Notable Quotes & Memorable Moments
- On first encounter with neural interfaces
- “The idea that you have these images in your mind that you can now show other people directly was like, really, really magical to me.” – Rooz ([01:23])
- On design empathy for BCI users
- “It is not something that you can imagine well enough for that to be useful...closed loop is extremely hard because you ultimately cannot experience the neural interface directly.” – Rooz ([10:46])
- On the ambition behind every detail
- “Even for something that you know that you’re probably going to delete, there’s a lot of extra work that goes into just making that amazing.” – Rooz ([46:39])
- On the ultimate vision of BCI
- “You can just sit down at a computer and basically daydream with it, and things will pop up on screen that are a direct sort of extension of what you have in your head.” – Rooz ([38:13])

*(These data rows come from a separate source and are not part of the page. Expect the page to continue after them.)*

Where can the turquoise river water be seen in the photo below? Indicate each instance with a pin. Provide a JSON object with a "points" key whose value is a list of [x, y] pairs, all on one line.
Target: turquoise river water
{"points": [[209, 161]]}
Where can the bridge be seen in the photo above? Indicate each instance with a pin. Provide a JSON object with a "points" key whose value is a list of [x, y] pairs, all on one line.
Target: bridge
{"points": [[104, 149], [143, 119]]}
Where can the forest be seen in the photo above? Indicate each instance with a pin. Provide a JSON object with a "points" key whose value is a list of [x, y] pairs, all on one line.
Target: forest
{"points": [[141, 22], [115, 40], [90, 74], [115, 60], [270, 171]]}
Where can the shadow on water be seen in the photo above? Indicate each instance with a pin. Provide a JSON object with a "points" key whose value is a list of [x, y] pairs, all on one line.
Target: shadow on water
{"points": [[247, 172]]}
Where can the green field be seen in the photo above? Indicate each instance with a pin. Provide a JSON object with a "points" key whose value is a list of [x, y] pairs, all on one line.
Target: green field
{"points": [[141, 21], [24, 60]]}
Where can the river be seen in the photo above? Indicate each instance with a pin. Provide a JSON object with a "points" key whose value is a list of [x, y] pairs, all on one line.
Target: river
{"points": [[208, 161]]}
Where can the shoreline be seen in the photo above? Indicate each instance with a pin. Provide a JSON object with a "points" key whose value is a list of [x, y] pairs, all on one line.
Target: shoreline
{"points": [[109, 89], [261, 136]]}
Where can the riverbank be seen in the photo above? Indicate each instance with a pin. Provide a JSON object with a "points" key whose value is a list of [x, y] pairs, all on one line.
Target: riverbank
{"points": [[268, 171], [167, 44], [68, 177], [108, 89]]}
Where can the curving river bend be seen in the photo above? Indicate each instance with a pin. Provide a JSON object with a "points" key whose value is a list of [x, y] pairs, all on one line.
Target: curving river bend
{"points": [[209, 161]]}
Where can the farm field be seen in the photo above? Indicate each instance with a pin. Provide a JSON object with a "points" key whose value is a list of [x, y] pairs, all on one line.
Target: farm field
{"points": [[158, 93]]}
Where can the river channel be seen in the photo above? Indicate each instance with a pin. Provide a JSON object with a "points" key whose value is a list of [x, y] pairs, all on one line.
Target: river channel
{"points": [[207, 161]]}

- On the inspiration of participant stories
- “What you all are doing is just about as inspiring as it gets.” – Ridd ([42:17])
- On naming the first users
- “We call them, like, the neural-nauts, because like astronauts, it's a completely new space we’re exploring together.” – Rooz ([42:54])
Timestamps for Key Segments
- 00:00–01:23 — Frontier interfaces and the BCI paradigm shift
- 01:23–05:16 — Rooz’s journey: FMRI inspiration, Apple, Neuralink
- 09:10–14:13 — Early BCI prototyping, empathy challenges
- 14:13–20:34 — Redesigning the cursor for neural control
- 20:34–25:57 — Learning from participants and evolving UI
- 26:08–31:30 — The ladder of cursor capability, dreams of ‘deleting’ the cursor
- 31:46–36:34 — Parking Spot and simulated gravity as workaround UI
- 38:13–42:17 — Sci-fi future of direct visual-articulation, ‘blindsight’ for the visually impaired
- 43:48–49:47 — The kind of designer/engineer that thrives at Neuralink
- 49:47–54:28 — Example: The body mapping experiment—ambition, risk, and crafted delight
Final Takeaways
This episode is a masterclass in what it means to design at the edge of possibility:
- True first-principles invention transcends empathy, requiring relentless iteration, humility, and courage to build for lives unlike your own.
- Successes in “frontier interfaces” come from sweating details, embracing failure, and maintaining the ambition to conjure magic—beyond the simply functional.
- Neuralink’s process takes the best from film, art, machine learning, and consumer tech to create new forms of agency—for users who need it most.
- The real north star is not just parity with current tools, but unlocking domains of experience—like expressing dreams directly—that today’s UIs barely hint at.
Whether you’re a designer, engineer, or just fascinated by the future, Rooz’s journey is a powerful reminder: sometimes, the best work is the work you aim to one day delete.